A job on the South Bank, started in 1979, introduced me to the photos my father had taken when he showed me the printed photos he had taken of the same area just after the war and before the Royal Festival Hall and the Festival of Britain.  I think it was from this point that I knew I wanted explore all the photos he had taken. I included some of these photos in last years posts here, here and here.

I switched from film to digital in 2002 and now use a compact Panasonic Lumix and a Nikon D300 and hopefully soon a Leica IIIg if I can master the techniques needed to correctly set the exposure levels.

Digital photography has provided significant benefits over film photography, however having been through the process of scanning these negatives, the earliest of which are almost 70 years old it does make we wonder how many of today’s digital photos will still be usable in 70 years time.
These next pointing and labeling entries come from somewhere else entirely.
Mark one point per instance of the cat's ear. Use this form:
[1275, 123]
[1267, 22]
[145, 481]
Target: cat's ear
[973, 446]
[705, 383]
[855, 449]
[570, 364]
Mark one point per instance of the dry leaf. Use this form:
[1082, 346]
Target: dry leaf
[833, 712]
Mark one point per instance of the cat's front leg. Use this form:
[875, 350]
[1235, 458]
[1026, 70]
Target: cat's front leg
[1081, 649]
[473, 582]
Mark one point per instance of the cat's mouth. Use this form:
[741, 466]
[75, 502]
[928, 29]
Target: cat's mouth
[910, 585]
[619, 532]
Negative film can be stored cheaply in a shoe box and providing it is not exposed to extremes of heat, cold, humidity and light will last a long time. To view the original photo, it is simply a matter of shining a light through onto a receptive surface, whether photo paper, within a scanner etc.

Apart from professionally archived digital photos, how many personal digital photos will survive the next 70 years? Computer hard disk failures, changes in technology etc. over the next 70 years may well mean that the majority of photos will be lost or unreadable.
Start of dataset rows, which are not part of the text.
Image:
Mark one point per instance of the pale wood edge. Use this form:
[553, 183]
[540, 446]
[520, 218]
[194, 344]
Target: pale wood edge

Looking back on the first year of the blog, one of the most remarkable events happened when I published the following photo of a man repairing a chair on a London street:

Chairmender2

Thanks to the Internet, the photo was seen by Rachel South who identified him as her grandfather, Michael George South. Remarkably, Rachel is still following the same craft and her website can be found here. The original post is here.
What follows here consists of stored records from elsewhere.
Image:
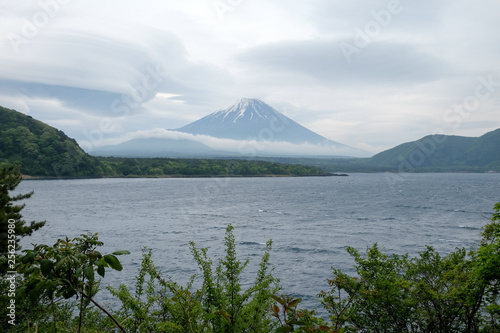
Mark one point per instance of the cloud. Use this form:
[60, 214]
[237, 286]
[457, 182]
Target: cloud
[245, 148]
[382, 63]
[89, 61]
My favourite location from the first year has to be the Stone Gallery of St. Paul’s Cathedral.  It was from here that just after the war my father took a series of photos showing the whole panorama of London. The devastation caused by bombing in the immediate vicinity was clearly visible and the City skyline looks very different when compared with today.  The full posts can be found here and here, and below is one example of the original photo, looking towards Cannon Street Station with the 2014 photo of the same scene following:

IMG02591- upload

And the same scene in 2014:

DSC_1392-uploadMuch of the devastation around St. Paul’s was caused on the night of the 29th December 1940. It was fascinating to research the story of the St. Paul’s Watch and the night of the 29th December for posts here and here.

London continues to change. One of the major projects going through planning approvals during the year was the Garden Bridge. This will have a dramatic impact on the Thames and surrounding areas. I gave my thoughts on this in a post in December which can be found here.

The Garden bridge will have a very dramatic impact on this view from Waterloo Bridge:

garden bridge 13So looking forward to the second year, I have many more places to explore and research. I plan to extend the range a bit further. My father took a river trip from Westminster to Greenwich and there are a whole sequence for photos showing the old docks and wharfs along the river as they were in the early 1950s. Also a series of photos of Hampstead will require a couple of visits to hunt down all the locations from these original photos.

Again, my thanks for your interest in the blog, and if you see someone in the coming year on the streets of London trying to work out how to take a photo with an old light meter and camera, that will be me with the Leica IIIg.